Rozpoczęcie:
Zakończenie:
Odcinek 16
Rymowane "trzy grosze"
Odcinek 16
5. kwietnia 2019,
cieszyliśmy się z "dzikości" w okolicy naszego domu w Wisełce, bo to i dziki i bąki...
Irena woli dziczość niż dzikość:
Na chrząkanie
Co to za chrząkanie
Przy płocie, przy bramie ?
Czyżby goście mili
Niespodziankę nam zrobili ?
I bez uprzedzenia
Zgłosili się po miskę ciepłego jedzenia ?

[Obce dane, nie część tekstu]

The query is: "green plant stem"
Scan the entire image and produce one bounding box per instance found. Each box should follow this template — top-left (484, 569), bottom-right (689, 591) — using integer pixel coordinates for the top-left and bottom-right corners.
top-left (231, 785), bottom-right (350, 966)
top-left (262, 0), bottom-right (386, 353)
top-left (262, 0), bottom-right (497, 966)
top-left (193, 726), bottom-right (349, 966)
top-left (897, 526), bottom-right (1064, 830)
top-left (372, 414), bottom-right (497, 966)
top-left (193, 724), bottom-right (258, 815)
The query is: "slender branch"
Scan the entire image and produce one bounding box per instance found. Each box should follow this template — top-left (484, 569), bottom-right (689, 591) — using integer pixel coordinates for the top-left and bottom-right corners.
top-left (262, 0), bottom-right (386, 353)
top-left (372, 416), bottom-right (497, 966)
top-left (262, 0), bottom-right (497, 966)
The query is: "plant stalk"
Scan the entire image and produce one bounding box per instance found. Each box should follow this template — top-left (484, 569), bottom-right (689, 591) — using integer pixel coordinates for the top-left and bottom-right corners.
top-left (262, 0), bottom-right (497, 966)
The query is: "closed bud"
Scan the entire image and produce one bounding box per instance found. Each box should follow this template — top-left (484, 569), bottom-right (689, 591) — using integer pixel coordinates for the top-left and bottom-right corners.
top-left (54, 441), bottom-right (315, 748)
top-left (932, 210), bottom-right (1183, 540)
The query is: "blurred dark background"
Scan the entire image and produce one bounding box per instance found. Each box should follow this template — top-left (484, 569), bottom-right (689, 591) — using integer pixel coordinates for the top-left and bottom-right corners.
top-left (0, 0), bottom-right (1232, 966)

Skąd znowu ! Ci goście bez miski się obejdą -
Wezmą co swoje - nieważne dokąd wejdą.
Wydadzą drobne kwiki i pochrząkiwania -
Bo z ich strony rodzaj to podziękowania.
I każdy wykształciuch to łatwo zrozumie,
Bo co tu tłumaczyć - chrząkać każdy umie !
Irena:
Na bąka
Wiadomość to wspaniała i bardzo radosna -
Jeden bąk przyleciał i czyni, że już wiosna!
I dalej Irena
Na dziczość
Prosimy Niebo - litości ! -
Czemu w jednym miejscu aż tyle dziczości ?
I choćby człowiek nie wiem jak unikał,
To i tak na swej drodze dziczość wciąż spotyka !
06.kwietnia
Pierwszy spacer na plaży okazał sie wyzwaniem, bo mimo bezchmurnego nieba, zimny wiatr dął solidnie.
Irena zauważyła:
Na dwóch zuchów
Jeden zuch, drugi zuch
Maszerują dziś we dwóch,
A na wisełkowej plaży,
Smaga ostry wiatr po twarzy.
Jeden zuch, drugi zuch -
Jeden kaptur, a ich dwóch!
W domu z tego, co w lodówce
Ugotował elf po zupce,
Więc gorąca zupka czeka
Na wychłodzonego dziś człowieka.
Jeden zuch, drugi zuch -
Zjedzą zupkę dziś we dwóch!
07. kwietnia, niedziela
(…) i upiekłem babkę jajeczno-warzywną (…)
Na życzenie udostępnię przepis (…)
Reakcja Ireny:
Na babkę lepszą od kaszy
Po przepis na babkę ochoczo się zgłaszam,
Bo babka jajeczna to jednak nie kasza...
08. kwietnia
Rowerowa eskapada:
zyskała taki komentarz:
Na rower i wiosnę
Niby rower sobie, niby wiosna sobie,
A jedno drugiemu służy ku ozdobie!
Na drzewie, przy drodze wisiało:
Podpis pod zdjęciem brzmiał:
Złamane, czy tylko pęknięte?
Irena ma wątpliwości:
O rozterce
Po to jest drzewce,
By na nim wisiało pęknięte niegdyś serce,
A może tylko serce,
Co jest do dziś w rozterce ?
Skądinąd pytanie ciekawe jest wielce,
Co jeszcze oprócz serca może być w rozterce?
C.d.n.
09. kwietnia
C.d. o rozterce
Gdy jedno koło kręci na Rzym, a drugie na Kielce,
To rowerzysta w wielkiej jest przecież rozterce.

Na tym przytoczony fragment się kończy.